Elizabeth Petersen from the South African Faith and Family Institute (SAFFI) was part of the break out group (“commission”) at Monday’s meeting focusing on the “Human Rights of Women, Violence against Women and Armed Conflict”. She shared her disappointment in the slow progress made, saying, “at the dawn of our democracy, violence against women (VAW) was a national priority but today very little time was given to thrash out VAW issues and even less civil society voice was heard on this matter in our commission.”

Although the Minister of Women has said that discussions will continue after the UNCSW, a report is going to be presented on the status of women in South Africa at the UN global platform next month and that report will not show the realities that South African women face. Things cannot continue in this manner.

The National Strategic Plan (NSP) for Gender-Based Violence Campaign partners continue to demand fully consultative processes for all issues relating to women and particularly issues addressing and assessing violence against women in South Africa.
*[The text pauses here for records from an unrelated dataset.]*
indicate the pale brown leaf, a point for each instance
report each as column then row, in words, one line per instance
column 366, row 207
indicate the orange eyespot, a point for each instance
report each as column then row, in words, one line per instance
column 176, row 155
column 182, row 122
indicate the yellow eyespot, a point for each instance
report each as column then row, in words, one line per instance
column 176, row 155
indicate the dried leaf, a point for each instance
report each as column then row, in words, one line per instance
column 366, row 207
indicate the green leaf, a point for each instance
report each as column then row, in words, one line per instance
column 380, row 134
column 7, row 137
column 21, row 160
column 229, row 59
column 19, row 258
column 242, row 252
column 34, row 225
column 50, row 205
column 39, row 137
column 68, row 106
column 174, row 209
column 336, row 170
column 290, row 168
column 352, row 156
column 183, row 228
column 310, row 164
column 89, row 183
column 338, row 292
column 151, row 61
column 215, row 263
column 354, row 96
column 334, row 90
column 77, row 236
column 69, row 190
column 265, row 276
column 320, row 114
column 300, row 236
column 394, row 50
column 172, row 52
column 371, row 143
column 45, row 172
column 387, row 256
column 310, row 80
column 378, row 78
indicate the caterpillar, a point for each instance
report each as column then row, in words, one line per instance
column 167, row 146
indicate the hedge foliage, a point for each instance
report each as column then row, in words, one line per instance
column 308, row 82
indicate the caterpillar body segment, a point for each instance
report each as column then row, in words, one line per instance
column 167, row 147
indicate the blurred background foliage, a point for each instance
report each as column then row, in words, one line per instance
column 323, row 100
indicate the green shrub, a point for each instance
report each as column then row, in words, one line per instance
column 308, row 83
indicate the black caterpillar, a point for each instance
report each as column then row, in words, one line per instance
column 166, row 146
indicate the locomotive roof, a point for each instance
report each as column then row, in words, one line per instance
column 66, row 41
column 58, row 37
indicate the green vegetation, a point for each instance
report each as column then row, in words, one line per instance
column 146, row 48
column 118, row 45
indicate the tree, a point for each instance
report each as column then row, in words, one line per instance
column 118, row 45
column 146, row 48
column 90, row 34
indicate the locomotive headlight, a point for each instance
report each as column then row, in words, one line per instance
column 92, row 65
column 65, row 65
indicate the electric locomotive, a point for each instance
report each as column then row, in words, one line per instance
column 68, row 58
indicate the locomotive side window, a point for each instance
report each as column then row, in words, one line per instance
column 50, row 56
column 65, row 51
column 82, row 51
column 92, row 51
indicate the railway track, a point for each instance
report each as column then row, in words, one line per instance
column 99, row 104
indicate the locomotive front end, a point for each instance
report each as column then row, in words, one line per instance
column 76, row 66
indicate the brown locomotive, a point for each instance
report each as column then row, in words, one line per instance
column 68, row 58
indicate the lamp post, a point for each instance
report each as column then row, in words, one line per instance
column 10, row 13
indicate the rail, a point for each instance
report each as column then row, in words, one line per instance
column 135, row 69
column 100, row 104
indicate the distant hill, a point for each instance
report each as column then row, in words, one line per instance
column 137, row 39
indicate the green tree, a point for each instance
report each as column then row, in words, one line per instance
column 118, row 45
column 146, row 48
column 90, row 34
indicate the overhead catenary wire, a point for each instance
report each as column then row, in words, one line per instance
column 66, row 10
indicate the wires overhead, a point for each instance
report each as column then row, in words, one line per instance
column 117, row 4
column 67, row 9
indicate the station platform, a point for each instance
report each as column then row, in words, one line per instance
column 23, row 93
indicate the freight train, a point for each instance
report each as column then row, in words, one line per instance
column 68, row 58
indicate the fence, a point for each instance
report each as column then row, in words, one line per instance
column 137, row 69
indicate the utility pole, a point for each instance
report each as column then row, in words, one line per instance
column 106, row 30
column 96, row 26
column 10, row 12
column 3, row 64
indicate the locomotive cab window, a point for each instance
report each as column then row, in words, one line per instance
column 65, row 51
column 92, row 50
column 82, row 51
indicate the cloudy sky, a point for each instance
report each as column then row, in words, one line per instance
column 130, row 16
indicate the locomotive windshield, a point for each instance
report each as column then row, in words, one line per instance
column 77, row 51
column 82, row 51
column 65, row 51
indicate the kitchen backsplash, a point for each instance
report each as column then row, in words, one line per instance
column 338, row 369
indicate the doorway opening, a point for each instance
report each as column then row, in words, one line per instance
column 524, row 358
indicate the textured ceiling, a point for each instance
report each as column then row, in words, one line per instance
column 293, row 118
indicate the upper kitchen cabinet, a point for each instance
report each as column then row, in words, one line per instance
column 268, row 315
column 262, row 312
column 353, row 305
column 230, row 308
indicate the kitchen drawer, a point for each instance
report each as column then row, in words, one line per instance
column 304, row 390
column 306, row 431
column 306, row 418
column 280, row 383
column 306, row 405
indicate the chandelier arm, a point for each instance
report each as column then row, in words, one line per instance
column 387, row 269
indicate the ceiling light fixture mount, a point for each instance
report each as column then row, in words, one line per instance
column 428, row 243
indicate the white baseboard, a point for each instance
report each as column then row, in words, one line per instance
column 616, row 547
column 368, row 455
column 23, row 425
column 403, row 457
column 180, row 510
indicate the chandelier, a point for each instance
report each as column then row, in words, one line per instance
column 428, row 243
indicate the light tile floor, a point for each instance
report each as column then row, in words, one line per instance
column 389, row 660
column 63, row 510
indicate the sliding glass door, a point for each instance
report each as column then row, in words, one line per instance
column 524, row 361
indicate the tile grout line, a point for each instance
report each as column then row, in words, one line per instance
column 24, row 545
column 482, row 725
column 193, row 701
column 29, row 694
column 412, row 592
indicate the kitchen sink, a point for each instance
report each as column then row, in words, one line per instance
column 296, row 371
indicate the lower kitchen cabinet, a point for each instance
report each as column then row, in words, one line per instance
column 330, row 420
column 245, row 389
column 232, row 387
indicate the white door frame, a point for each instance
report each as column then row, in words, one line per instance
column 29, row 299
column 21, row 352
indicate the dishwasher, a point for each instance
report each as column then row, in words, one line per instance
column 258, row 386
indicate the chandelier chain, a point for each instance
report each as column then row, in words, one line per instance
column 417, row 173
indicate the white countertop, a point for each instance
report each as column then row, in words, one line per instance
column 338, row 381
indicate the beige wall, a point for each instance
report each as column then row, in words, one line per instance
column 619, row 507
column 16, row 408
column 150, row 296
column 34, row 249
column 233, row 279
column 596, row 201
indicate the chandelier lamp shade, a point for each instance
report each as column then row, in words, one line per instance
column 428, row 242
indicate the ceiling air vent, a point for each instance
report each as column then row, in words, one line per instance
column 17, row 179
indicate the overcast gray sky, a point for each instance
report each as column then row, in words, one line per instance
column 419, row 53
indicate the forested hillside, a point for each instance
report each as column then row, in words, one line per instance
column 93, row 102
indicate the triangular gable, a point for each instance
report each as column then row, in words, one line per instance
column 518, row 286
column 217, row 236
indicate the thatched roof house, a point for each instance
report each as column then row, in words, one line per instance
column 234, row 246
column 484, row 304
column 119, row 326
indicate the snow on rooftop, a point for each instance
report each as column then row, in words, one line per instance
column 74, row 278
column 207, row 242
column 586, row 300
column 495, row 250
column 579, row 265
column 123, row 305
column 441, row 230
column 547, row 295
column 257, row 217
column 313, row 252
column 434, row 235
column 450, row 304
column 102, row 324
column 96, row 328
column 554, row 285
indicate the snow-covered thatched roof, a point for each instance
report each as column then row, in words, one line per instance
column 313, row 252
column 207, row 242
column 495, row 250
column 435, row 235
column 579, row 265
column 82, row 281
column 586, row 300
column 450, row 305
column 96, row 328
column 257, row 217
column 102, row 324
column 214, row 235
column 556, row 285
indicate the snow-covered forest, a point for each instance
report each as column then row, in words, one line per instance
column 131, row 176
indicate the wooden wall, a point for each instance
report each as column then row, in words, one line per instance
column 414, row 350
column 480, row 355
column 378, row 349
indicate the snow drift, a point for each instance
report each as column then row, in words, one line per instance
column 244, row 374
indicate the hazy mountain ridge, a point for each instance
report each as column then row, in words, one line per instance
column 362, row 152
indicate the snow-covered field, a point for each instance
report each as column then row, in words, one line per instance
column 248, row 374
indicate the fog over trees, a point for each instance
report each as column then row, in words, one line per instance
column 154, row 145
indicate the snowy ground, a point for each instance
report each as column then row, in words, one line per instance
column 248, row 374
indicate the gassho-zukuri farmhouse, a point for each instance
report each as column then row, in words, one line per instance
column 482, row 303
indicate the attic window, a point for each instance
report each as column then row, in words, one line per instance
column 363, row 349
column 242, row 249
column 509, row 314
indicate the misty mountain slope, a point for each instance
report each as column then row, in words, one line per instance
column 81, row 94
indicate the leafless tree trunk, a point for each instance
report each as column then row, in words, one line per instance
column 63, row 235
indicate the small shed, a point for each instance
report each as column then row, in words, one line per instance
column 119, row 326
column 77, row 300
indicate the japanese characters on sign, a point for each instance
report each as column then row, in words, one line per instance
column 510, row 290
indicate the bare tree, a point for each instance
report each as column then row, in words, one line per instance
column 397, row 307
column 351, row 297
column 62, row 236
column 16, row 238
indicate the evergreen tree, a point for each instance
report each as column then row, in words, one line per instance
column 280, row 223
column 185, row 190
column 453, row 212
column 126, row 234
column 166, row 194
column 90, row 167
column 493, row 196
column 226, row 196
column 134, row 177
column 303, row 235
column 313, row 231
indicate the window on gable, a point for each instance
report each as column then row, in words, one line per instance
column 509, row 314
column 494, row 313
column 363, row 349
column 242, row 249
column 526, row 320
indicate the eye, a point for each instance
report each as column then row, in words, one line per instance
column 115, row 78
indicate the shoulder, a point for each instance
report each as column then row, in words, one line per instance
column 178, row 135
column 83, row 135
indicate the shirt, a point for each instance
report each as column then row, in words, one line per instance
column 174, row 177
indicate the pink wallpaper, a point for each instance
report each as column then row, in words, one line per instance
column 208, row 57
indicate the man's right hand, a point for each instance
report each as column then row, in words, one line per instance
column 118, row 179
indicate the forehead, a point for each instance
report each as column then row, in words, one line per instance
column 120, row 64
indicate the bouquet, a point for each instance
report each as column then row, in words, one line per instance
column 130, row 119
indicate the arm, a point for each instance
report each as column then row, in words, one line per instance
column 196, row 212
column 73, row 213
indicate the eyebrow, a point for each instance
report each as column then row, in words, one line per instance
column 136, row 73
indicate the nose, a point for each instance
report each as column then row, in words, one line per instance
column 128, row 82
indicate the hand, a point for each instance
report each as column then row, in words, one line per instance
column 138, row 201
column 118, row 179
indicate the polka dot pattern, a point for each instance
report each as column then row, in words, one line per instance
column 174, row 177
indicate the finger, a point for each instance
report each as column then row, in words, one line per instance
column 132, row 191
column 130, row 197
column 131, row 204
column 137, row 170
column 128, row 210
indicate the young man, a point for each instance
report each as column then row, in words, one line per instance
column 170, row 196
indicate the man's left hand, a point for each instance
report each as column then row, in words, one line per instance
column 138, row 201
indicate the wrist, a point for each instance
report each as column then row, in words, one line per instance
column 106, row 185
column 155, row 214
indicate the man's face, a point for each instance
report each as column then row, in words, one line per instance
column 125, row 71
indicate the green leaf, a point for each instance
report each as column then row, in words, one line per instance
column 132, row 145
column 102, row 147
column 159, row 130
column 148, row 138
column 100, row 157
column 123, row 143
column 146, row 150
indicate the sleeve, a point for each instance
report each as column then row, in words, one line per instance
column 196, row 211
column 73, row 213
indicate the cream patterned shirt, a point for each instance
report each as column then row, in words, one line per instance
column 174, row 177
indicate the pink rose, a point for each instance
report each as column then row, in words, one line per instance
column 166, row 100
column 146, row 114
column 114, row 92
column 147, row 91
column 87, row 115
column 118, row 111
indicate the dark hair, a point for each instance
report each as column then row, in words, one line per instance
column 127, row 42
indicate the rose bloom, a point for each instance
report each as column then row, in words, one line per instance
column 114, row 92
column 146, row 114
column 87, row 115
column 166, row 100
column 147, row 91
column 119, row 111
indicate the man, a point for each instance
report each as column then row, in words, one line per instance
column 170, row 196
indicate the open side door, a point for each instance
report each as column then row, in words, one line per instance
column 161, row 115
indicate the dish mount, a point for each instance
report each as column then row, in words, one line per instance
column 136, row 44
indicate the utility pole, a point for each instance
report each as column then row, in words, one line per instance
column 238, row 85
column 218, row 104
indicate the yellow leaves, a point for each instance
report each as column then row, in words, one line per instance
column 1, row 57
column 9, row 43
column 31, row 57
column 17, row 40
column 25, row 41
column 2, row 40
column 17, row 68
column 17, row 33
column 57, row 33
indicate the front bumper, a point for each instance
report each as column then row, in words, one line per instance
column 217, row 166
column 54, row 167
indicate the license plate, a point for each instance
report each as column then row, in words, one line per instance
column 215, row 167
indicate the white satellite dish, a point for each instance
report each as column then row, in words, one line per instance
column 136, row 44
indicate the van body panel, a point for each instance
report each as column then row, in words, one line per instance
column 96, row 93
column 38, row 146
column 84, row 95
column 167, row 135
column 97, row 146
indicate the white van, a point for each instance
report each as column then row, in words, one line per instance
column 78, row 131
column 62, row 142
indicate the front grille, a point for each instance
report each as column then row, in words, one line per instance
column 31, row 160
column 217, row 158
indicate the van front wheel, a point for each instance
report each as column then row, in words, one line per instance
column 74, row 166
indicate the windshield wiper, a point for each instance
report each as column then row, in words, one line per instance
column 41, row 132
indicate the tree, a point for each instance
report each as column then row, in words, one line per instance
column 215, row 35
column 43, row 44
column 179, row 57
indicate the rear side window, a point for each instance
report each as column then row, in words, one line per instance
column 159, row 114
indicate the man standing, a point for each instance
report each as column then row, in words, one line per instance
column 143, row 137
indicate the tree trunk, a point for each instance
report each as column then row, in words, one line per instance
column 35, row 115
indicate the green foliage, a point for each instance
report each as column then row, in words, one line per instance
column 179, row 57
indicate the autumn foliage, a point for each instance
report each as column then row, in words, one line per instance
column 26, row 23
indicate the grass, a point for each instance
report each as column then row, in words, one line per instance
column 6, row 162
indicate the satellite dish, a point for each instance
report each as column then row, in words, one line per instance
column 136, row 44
It is our hope that the South African government will honestly reflect on where we are as a country as we seek to find healthy partnerships between government and civil society on this critical matter. We will not be forced to to rush our own processes to catch up with the global discourse at the expense of countless women who experience violence and abuse in both the private and public spaces.

NSP Campaign Partners: Access Chapter 2, Amnesty International, Community Law Centre, Disability Sector, Eastern Cape AIDS Crisis, Embrace Dignity, Emtonjeni CBO, ESSET, FEDUSA, Gender Dynamix, Gender Links, Grassroots Soccer, GRIP, JAW, Love 167, LRC, Masimanyane, Matrix Men, MOSAIC, MSF, NACOSA, NAMKO, New World Foundation, PACSA, Positive Women’s Network, POWA, Progressive Women’s Movement, Project Empower, Rape Crisis, SA Council of Churches, SACWF, SAFFI, SANAC , Sekwele Centre for Social Reflection, Sisonke Sex Workers’Movement, Social Justice Coalition, Sonke Gender Justice, SWEAT, TAC, TB/HIV Care, TEARS, Thusanang, TLAC, TVEP, University of Pretoria Centre for Human Rights + Centre for Study of AIDS, WC Network on Violence Against Women, Women on Farms and World AIDS Campaign International.